I am just returning from Kansas where I met with Catholics from Catholic Extension-supported parishes in the diocese of Dodge City.  This is a rural diocese, where hard work is simply a way of life.

As I drove from town to town, the sights and smells of the agriculture industry driving this local economy were hard to miss.  I passed through endless fields where wheat and corn are grown every year atop the flat terrain; I passed by pungent-smelling ”feedlots,” where as many as 90,000 cattle are fed until they double their weight to supply beef demands in markets around the world; and I saw several plants where 4,000 employees slaughter, process, and pack 5,000 cattle a day.  The people who tend these fields and toil in these factories are clearly no strangers to hard work.

Cattle graze fields outside of Jetmore, KS

It was equally hard to miss how hard the people of Kansas work for their faith communities.  They bring the same ethic to their business and labor endeavors as they do to their Catholic faith.

I understood very quickly that no job was too difficult to handle for the parishioners of St. Lawrence in Jetmore.  Parishioners in this southwestern Kansas town of about 1,500 residents do everything from managing the books to shoveling the sidewalk to providing religious education for their children.  With about 70 Catholic families in their community, these parishioners know that if their faith and their parish are to continue to thrive, they simply have to roll up their sleeves and make it happen.  “How is your parish different from parishes in urban areas?” I asked.  “We’ve seen many priests come and go over the last ten years,” said the head of the parish council, “so we have to take it upon ourselves to do the work in this church.”

Catholic Extension provides a small $5,000 grant to the parish, which helps support the salary of their only paid staff person, the pastor.  “That grant helps us get by,” said Cheryl, the director of religious education. “Here, that money goes a long way.”

The religious education classroom, built by parishioners, where Cheryl teaches the faith to local children and teens

The parish is earnestly preparing for a great celebration later this year in which a seminarian from their parish will be ordained to the priesthood and celebrate his first mass in Jetmore.  His ordination affirms their faith and validates their hard work.

An hour and a half southwest of Jetmore we visited St. Alphonsus mission parish in Satanta, where Catholic Extension provides a grant for a religious sister, who serves as the parish’s leader in the absence of a full-time pastor.  Sister Maltide has been there for eight years, and although she is not a native of Kansas, she has embraced their spirit of community and hard work.  Sr. Matilde shared with me that when she arrived in this rural town of 1,500, as many as seven teenage high school girls from the area were pregnant.  “We have got to change this,” she said.  With support from local parish volunteers, St. Alphonsus formed a youth group and a dynamic religious education program, drawing as many as 110 kids.  Thankfully, they’ve seen the teenage pregnancy problem subside.

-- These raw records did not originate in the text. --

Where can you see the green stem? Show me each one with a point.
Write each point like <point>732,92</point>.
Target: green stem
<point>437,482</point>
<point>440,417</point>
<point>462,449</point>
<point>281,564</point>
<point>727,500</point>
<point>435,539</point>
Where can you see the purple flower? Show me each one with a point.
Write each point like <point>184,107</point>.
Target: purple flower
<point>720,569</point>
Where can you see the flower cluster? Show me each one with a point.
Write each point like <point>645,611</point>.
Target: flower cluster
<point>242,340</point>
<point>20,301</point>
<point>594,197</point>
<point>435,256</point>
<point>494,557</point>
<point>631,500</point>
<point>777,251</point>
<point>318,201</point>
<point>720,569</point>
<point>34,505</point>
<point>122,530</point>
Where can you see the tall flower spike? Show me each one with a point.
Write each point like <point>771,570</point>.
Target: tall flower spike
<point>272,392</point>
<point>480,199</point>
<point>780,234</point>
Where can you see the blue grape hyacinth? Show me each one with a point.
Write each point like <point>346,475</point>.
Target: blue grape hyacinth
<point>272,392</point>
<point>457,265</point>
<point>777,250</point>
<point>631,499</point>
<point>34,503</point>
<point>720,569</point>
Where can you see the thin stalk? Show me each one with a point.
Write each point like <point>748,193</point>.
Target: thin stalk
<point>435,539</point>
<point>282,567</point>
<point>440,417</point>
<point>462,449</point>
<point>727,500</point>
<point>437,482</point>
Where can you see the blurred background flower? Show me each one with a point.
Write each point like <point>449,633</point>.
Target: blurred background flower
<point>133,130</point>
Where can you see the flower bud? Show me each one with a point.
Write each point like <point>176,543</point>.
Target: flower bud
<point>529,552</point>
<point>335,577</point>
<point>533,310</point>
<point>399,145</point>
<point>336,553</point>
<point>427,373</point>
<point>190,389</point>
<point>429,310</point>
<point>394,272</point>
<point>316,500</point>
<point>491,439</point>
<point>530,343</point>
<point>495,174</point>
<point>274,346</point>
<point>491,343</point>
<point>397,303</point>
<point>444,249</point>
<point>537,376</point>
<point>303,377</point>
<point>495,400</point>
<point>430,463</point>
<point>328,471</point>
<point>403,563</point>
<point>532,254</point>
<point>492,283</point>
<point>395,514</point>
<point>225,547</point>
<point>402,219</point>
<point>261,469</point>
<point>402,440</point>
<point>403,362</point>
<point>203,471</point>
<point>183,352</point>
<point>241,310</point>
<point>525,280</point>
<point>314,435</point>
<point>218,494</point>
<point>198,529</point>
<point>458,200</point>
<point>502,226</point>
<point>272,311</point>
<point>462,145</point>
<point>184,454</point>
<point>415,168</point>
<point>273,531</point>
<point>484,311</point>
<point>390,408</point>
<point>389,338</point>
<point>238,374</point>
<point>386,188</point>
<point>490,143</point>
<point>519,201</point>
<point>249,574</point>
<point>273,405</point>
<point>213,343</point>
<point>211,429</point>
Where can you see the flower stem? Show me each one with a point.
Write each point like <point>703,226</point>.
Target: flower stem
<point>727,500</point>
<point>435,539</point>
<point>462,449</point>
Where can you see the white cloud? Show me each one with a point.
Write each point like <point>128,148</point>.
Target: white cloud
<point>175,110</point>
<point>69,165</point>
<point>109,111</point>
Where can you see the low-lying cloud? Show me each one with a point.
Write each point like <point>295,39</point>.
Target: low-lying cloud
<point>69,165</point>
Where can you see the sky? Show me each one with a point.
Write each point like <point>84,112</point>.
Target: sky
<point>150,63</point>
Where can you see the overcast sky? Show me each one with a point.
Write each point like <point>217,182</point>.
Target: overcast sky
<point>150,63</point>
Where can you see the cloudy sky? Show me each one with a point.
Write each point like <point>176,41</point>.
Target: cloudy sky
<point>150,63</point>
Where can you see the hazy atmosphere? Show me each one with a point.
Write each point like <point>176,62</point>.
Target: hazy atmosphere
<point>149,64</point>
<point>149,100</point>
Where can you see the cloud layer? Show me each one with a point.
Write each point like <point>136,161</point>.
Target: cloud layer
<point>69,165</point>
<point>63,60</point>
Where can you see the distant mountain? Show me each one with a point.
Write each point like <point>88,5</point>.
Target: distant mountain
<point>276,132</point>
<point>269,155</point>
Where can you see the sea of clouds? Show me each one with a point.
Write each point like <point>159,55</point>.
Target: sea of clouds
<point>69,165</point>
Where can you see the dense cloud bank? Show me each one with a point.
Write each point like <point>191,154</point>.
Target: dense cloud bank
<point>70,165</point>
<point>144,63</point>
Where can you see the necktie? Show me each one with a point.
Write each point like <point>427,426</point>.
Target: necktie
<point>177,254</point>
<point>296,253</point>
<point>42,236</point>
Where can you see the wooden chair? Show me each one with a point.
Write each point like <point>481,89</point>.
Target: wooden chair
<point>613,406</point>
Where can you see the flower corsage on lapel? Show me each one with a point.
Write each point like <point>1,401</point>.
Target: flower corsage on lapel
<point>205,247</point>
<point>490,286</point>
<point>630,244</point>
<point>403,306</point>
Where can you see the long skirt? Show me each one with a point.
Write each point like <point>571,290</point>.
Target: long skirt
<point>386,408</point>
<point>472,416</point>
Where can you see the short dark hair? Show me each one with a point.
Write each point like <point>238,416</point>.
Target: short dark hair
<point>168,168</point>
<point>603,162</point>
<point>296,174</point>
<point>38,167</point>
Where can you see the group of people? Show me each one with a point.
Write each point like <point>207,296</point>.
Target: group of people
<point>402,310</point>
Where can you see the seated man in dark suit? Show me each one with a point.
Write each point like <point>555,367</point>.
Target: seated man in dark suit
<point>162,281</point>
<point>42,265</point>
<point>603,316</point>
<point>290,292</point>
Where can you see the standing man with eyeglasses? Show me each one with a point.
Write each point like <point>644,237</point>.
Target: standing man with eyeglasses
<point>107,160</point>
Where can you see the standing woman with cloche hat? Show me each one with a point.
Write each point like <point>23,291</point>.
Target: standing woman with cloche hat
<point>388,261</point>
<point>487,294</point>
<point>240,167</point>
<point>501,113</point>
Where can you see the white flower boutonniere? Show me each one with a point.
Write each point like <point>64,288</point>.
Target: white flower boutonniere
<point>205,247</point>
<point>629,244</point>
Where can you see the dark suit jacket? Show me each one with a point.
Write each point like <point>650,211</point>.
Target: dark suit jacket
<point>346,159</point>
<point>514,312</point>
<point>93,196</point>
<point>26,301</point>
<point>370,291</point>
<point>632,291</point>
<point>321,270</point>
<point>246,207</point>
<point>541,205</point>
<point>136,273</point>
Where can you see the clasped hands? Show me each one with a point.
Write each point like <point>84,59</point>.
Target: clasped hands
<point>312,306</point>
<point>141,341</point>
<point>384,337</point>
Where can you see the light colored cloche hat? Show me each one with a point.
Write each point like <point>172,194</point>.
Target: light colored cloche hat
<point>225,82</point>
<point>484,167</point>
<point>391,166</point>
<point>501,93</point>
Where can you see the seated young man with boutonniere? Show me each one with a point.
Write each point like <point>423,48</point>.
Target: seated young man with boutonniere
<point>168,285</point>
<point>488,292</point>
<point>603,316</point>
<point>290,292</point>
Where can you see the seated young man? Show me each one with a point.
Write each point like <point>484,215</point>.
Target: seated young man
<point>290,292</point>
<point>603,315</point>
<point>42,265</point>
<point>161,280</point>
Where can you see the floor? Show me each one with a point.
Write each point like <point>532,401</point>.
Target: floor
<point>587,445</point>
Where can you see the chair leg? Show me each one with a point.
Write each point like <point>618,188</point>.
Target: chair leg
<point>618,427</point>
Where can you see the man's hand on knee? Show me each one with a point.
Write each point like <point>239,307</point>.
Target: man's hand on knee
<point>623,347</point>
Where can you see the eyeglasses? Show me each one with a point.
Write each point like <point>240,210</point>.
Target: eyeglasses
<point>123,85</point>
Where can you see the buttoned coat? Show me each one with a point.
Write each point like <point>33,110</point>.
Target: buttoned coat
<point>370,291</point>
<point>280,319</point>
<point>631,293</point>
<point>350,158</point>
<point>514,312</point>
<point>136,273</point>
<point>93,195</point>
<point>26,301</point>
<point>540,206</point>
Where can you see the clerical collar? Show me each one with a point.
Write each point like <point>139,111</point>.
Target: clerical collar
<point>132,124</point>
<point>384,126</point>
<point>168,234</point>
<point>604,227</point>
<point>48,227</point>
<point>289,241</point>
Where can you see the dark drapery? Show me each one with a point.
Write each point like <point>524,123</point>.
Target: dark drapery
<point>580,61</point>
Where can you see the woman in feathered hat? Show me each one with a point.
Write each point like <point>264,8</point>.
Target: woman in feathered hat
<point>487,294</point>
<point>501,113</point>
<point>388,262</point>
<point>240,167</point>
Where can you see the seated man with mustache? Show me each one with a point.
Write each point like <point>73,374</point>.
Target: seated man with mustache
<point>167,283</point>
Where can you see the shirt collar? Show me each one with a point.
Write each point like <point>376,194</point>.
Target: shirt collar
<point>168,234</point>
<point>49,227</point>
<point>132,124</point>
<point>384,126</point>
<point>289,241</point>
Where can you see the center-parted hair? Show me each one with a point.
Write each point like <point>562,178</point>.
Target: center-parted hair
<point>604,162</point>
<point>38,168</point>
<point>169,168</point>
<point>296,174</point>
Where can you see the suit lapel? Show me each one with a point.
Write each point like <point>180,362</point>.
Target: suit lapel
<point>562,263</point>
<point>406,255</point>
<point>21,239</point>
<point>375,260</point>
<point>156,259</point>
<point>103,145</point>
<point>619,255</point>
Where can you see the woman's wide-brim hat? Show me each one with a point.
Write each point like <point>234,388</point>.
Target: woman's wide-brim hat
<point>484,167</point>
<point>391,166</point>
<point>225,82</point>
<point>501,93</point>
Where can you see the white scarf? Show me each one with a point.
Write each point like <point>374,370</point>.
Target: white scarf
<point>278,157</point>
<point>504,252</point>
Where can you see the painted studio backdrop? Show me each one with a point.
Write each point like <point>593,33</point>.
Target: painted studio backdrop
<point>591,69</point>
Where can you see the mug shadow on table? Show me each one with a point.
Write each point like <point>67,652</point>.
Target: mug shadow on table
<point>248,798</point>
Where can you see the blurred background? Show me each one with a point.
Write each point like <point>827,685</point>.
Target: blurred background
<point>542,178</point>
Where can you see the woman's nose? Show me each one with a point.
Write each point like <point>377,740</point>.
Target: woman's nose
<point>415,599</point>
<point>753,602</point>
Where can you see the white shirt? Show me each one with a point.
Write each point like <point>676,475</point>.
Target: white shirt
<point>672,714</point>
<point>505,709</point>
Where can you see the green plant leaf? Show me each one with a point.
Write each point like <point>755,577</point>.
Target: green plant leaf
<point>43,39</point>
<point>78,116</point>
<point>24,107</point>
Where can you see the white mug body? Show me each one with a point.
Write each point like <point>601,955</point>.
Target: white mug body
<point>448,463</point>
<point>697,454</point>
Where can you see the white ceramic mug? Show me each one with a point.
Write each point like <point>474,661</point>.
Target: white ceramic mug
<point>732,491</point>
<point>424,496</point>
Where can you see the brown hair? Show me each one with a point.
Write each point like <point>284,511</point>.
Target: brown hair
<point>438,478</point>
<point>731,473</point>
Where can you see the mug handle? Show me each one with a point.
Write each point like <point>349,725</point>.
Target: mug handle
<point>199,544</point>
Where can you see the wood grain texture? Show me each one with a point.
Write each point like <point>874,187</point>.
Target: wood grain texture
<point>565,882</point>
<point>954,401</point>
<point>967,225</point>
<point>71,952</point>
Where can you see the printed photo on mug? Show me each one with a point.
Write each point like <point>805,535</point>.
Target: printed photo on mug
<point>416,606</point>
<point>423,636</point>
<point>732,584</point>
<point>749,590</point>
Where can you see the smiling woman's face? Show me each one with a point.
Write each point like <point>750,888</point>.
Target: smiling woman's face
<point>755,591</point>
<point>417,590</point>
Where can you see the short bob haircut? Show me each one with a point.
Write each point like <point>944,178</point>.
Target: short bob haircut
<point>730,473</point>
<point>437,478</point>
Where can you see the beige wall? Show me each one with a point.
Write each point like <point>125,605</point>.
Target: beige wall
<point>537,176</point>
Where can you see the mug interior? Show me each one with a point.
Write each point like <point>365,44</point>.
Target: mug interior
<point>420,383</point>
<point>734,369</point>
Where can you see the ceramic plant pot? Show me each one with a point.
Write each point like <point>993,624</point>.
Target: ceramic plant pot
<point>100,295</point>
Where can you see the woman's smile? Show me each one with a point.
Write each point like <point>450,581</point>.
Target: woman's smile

“We are a people who band together,” said Lisa, a parishioner at St. Alphonsus and a convert to Catholicism, who is active in youth ministry.  “I could literally pick up the phone and have 25 volunteers here within an hour to help with anything we need.”  It’s amazing what some hard-working people who are deeply rooted in their faith can accomplish.

Band of parish leaders in Satanta, KS

Later that evening I saw the new bishop, who was ordained and installed two weeks ago.  I told him that we were deeply inspired by what we had seen that day.  “Catholic Extension gives witness to the Catholic communities that are not on people’s radar screens,” I told him.  “But we believe with full conviction that the faith is most vibrant in dioceses like Dodge City, and that you are really at the heart of the church.”  Bishop John, a native Kansan, simply smiled and grinned.  I think he knows how truly blessed he is to be in a place where people are so dedicated and work so hard at their faith.